Retirement

Social Security’s 75-year deficit isn’t surprising – Retirement Research Center

Much of this is due to changes in the program’s 75-year horizon.

The 2024 Social Security Trustees report shows a 75-year deficit of 3.50 percent of taxable payrolls, up from .02 percent in 1983. 1983 was entirely predictable and the remainder was largely due to an unexpected development outside the scope of the program.

First, the predictable part of the story. The reasons for the increase in Social Security’s 75-year deficit over the past 41 years are shown in Table 1. Each time the 75-year period moves forward one year — for example, from 1983-2057 to 1984-2058 — it picks up a year with a large negative balance. The cumulative effect of adding these negative balances over the past 41 years is to increase the 75-year deficit to 2.38 percent of taxable payrolls. That is, more than two-thirds of the 41-year change in deficits is due to just moving the assessment period forward.

Table Showing Causes of Change in Social Security Actuarial Deficits, 1983-2024

The fact that such a large increase in the deficit is due to a mechanical problem – not a change in cost or revenue – should give us confidence in the accuracy and stability of the actuaries’ estimates. Moreover, most of the remaining one-third of the increase in the deficit is due to large-scale unanticipated growth—that is, an increase in income inequality, which has led to a large decline in the ratio of taxable income to covered income. .

Allow me to explain. Only earnings below $168,600 in Social Security contributions and benefit bases in 2024 are subject to the program’s payroll tax and count toward benefits.

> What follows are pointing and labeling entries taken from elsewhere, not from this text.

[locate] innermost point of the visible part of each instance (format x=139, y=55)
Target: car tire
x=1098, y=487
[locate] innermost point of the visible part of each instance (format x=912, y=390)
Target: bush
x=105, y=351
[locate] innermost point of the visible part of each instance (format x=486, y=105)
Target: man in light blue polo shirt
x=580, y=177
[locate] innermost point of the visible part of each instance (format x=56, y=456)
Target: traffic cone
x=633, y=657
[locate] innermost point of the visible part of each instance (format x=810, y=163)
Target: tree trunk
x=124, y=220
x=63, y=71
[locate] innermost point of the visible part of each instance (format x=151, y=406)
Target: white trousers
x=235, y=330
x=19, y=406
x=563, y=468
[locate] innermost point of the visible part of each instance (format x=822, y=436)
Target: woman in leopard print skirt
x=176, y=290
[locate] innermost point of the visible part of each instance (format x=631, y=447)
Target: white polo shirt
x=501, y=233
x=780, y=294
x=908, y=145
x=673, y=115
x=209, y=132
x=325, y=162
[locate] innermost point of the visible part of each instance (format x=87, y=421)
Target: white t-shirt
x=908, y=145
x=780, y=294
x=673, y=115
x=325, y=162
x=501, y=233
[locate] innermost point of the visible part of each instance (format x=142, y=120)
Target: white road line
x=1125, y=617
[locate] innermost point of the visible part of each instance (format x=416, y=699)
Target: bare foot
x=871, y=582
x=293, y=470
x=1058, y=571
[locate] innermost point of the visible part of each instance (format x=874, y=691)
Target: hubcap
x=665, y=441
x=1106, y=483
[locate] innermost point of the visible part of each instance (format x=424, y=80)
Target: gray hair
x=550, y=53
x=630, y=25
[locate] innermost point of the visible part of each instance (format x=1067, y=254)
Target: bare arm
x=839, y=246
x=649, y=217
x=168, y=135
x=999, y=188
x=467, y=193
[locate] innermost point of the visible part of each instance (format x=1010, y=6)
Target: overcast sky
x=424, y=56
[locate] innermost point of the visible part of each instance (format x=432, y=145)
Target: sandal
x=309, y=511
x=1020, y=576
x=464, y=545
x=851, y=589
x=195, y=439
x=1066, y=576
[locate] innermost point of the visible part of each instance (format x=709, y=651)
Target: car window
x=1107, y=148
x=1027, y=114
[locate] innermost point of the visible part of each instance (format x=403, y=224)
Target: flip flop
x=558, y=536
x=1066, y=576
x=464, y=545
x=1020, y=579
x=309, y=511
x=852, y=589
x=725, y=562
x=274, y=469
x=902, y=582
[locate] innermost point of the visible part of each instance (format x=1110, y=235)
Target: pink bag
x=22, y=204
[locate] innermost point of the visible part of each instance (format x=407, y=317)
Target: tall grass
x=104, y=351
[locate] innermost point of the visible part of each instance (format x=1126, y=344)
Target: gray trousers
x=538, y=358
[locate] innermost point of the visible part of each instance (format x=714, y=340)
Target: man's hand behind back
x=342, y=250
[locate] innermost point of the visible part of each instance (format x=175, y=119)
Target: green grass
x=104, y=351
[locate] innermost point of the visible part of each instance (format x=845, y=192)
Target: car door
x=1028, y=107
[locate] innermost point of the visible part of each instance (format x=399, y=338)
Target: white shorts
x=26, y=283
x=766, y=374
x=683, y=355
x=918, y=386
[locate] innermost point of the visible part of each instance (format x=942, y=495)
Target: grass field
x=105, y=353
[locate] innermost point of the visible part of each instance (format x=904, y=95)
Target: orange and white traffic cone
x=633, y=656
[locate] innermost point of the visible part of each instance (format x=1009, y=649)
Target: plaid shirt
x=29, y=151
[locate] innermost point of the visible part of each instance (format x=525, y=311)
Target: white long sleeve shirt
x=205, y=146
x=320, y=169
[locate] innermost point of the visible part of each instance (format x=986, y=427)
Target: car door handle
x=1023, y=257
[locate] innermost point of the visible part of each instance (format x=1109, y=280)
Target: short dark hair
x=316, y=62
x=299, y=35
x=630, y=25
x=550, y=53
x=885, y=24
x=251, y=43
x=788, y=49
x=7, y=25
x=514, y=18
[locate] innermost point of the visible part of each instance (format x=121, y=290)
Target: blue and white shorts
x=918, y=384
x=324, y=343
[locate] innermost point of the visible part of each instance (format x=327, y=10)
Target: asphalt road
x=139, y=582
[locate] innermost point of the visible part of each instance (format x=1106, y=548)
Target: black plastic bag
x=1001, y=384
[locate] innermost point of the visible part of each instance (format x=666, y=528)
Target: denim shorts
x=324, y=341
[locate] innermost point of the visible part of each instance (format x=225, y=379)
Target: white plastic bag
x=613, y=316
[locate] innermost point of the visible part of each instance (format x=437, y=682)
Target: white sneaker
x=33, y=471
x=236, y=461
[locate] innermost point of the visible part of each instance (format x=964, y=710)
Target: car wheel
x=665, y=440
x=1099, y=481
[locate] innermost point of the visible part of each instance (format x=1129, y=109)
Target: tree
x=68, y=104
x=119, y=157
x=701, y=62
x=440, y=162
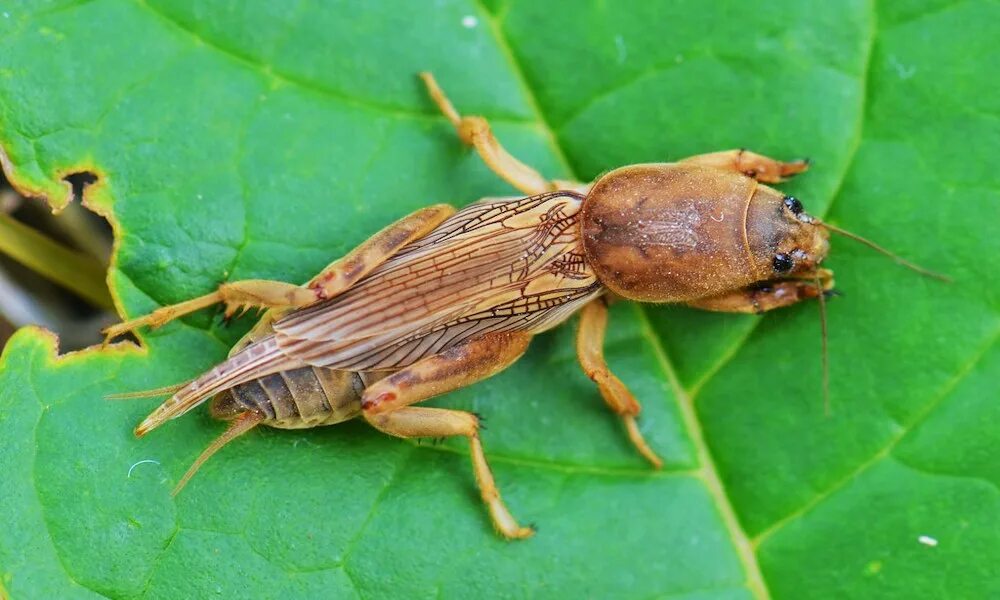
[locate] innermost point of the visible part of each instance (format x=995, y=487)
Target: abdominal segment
x=297, y=398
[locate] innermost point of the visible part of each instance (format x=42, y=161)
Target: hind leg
x=331, y=281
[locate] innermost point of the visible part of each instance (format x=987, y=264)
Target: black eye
x=782, y=263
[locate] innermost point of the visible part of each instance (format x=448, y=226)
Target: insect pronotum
x=442, y=298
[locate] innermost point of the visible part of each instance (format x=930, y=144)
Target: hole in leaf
x=53, y=268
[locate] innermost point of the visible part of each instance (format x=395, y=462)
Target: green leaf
x=264, y=140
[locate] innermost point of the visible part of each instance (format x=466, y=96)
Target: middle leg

The portion of total income below this limit is the taxable proportion. As inequality has increased, the percentage of income subject to taxation has fallen from about 90 percent in 1983 to 82 percent today (see Figure 2).

Line graph showing the taxable ratio of total income for Social Security, 1983-2040

A reduction in the taxable proportion increases social security spending for two reasons. To understand the effects of both channels, suppose Average Wage growth is constant for workers as a whole, but that growth shifts to the upper end of the income distribution.

The first channel is through the development of the Social Security benefit formula – meaning that Social Security provides more benefits relative to earnings for low earners than for high earners. Consequently, higher than the taxable cap implies an increase in the share of covered income. relatively Increasing low incomes for workers of modest means. This slower income growth means less tax revenue for Social Security, but—because of the progressive benefit formula—future benefits are not reduced by an equal amount.

Another channel through which rising income inequality erodes Social Security finances is through the Average Wage Index (AWI). AWI is based on all covered earnings, below and above the taxable maximum. An increase in AWI that results from an increase in the maximum taxable income does not give rise to any additional tax revenue. But such increases increase benefits because the AWI is used to increase workers’ prior earnings when calculating their benefit levels.

While actuaries in 1983 knew that Social Security costs would increase over time because of population aging and that the 75-year deficit would increase as the assessment period advanced, they I had not planned the hike. But now that too is included in the estimates.